“IO NON SONO STUPIDO” di Nicola Todeschini

“IO NON SONO STUPIDO”
di Nicola Todeschini
Per alcuni, che di mestiere fanno anche gli istruttori, il cavallo è un animale stupido, e il tentativo dell’uomo di instaurare una relazione profonda poco più di una pratica da molli adolescenti.
Io non ho alcun autorità in argomento, solo una breve esperienza di sette anni con il mio primo ed unico cavallo, mi limito quindi a raccontarla con umiltà respingendo però l’idea che non sia possibile un legame profondo.

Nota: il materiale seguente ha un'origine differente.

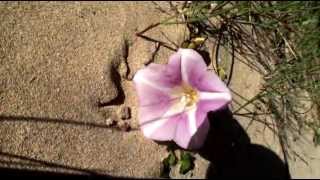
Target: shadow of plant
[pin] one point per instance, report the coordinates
(231, 153)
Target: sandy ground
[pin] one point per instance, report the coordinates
(64, 73)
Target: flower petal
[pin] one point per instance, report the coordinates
(162, 129)
(187, 133)
(194, 71)
(209, 82)
(213, 101)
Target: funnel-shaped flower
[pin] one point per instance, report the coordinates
(175, 99)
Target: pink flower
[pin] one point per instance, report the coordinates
(175, 99)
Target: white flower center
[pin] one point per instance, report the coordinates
(189, 96)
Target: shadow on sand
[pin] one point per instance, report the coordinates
(227, 147)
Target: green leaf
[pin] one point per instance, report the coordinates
(169, 161)
(317, 137)
(186, 162)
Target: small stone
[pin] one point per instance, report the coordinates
(124, 126)
(125, 113)
(110, 122)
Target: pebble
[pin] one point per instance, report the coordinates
(110, 122)
(124, 126)
(125, 113)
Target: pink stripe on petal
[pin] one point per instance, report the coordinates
(153, 102)
(199, 138)
(209, 82)
(183, 134)
(211, 105)
(161, 129)
(186, 130)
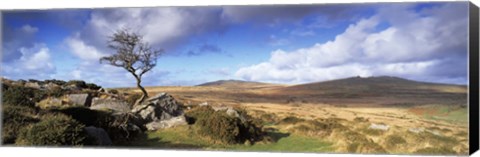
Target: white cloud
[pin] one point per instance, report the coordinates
(415, 45)
(35, 62)
(82, 50)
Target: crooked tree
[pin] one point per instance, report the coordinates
(134, 55)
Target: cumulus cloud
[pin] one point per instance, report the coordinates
(274, 14)
(35, 62)
(16, 38)
(416, 45)
(205, 48)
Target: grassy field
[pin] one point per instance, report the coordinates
(420, 118)
(184, 138)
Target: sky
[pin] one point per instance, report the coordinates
(287, 44)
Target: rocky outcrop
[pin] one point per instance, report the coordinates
(32, 85)
(99, 135)
(157, 108)
(80, 99)
(110, 104)
(230, 111)
(172, 122)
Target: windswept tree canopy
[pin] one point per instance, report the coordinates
(133, 54)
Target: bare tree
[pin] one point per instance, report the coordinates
(132, 54)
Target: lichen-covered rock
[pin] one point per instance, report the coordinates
(99, 135)
(157, 108)
(172, 122)
(110, 104)
(80, 99)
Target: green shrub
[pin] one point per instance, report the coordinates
(53, 130)
(200, 112)
(82, 114)
(15, 118)
(18, 95)
(220, 127)
(118, 127)
(291, 120)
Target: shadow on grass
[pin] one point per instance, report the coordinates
(144, 142)
(277, 135)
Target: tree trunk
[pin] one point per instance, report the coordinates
(144, 92)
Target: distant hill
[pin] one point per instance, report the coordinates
(390, 89)
(377, 85)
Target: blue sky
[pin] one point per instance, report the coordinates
(278, 44)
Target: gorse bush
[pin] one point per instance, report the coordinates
(291, 120)
(220, 127)
(119, 127)
(14, 118)
(18, 95)
(53, 130)
(223, 128)
(200, 112)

Un’episodio ieri mi ha sconcertato: mi avvicino al paddock per portare con me ulrich a prepararlo al nostro lavoro. Ormai ho un rituale assodato con lui: all’arrivo, mentre sono ancora in auto, abbasso il finestrino e lo saluto. Lui normalmente mi da le spalle ed è rivolto verso il suo confinante. Al mio saluto a volte si gira, a volte presta attenzione solo con il movimento di un orecchio, ma mi ascolta attentamente. Alcuni versi accompagnano il mio saluto, poi vado a cambiarmi e torno verso il paddock. Nel frattempo lui è risalito dal bosco e mi attende (non sempre) vicino alla porta: si attende però che io arrivi dimostrando la mia tranquillità, e mi ricorda che è uno stallone, che la sua attenzione è un regalo. Entro con rispetto nel paddock fecondo i miei versi di benvenuto e mi avvicino a lui sempre a 45 gradi, con rispetto, e lui si fa calzare la capezza e poi si lascia andare ad un saluto misurato, come nel suo stile, e senza alcuna esitazione mi segue generosamente.

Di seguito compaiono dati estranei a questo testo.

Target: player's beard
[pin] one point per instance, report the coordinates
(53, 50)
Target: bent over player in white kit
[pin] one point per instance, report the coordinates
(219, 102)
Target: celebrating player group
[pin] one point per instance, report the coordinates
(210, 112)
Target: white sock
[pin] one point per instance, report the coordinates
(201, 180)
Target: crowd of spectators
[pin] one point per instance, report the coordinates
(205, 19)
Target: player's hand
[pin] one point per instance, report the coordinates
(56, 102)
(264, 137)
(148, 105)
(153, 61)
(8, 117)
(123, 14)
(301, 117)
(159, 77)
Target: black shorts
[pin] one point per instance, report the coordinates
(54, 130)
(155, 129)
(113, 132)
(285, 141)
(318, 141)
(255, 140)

Ebbene, ieri tutto è andato come da copione, mi attendeva a monte, vicino all’entrata, ma appena sono entrato si è rivolto dalla parte opposta, esitando nel rendersi disponibile, così ho respirato profondamente, nel dubbio di essermi posto con eccessiva “decisione” ma lui è rimasto rivolto dalla parte opposta, allora l’ho assecondato e avvicinandomi al suo muso ho notato che si protendeva verso il beverino. Ho atteso, con calma: allora lui ha infilato il muso nel beverino premendo con le labbra la leva che normalmente richiama l’acqua, che però non è uscita e il beverino è rimasto secco. Eseguita l’evidente dimostrazione del suo “problema” si è rivolto verso di me attendendo risposta: mi aveva indicato il suo bisogno, sono rimasto di stucco.
L’ho accarezzato, commosso per la fiducia e il suo tentativo di comunicare, lui si è fatto calzare senza esitazione la capezza e arrivato alla scuderie mi sono subito munito di un secchio pieno d’acqua e tornato verso di lui l’ho notato che mi guardava, con una delle sue mille straordinarie espressioni, soddisfatto, eccitato, capito. Ha bevuto due secchi di acqua, poi abbiamo lavorato in armonia, nonostante le mie difettose capacità, lui mi ha dato tutto, con la consueta generosità, non un’incomprensione, come due amici che si allenano, con fatica ma rispetto.
Ecco tutto, nessun miracolo, nessun “lallo” o discorso umanizzando il cavallo (come quelli che ci parlano con tanto si subordinate e congiuntivi), solo la ricerca continua di capire, cercare una relazione nel rispetto della sua natura, non perchè la migliore, ma la sua.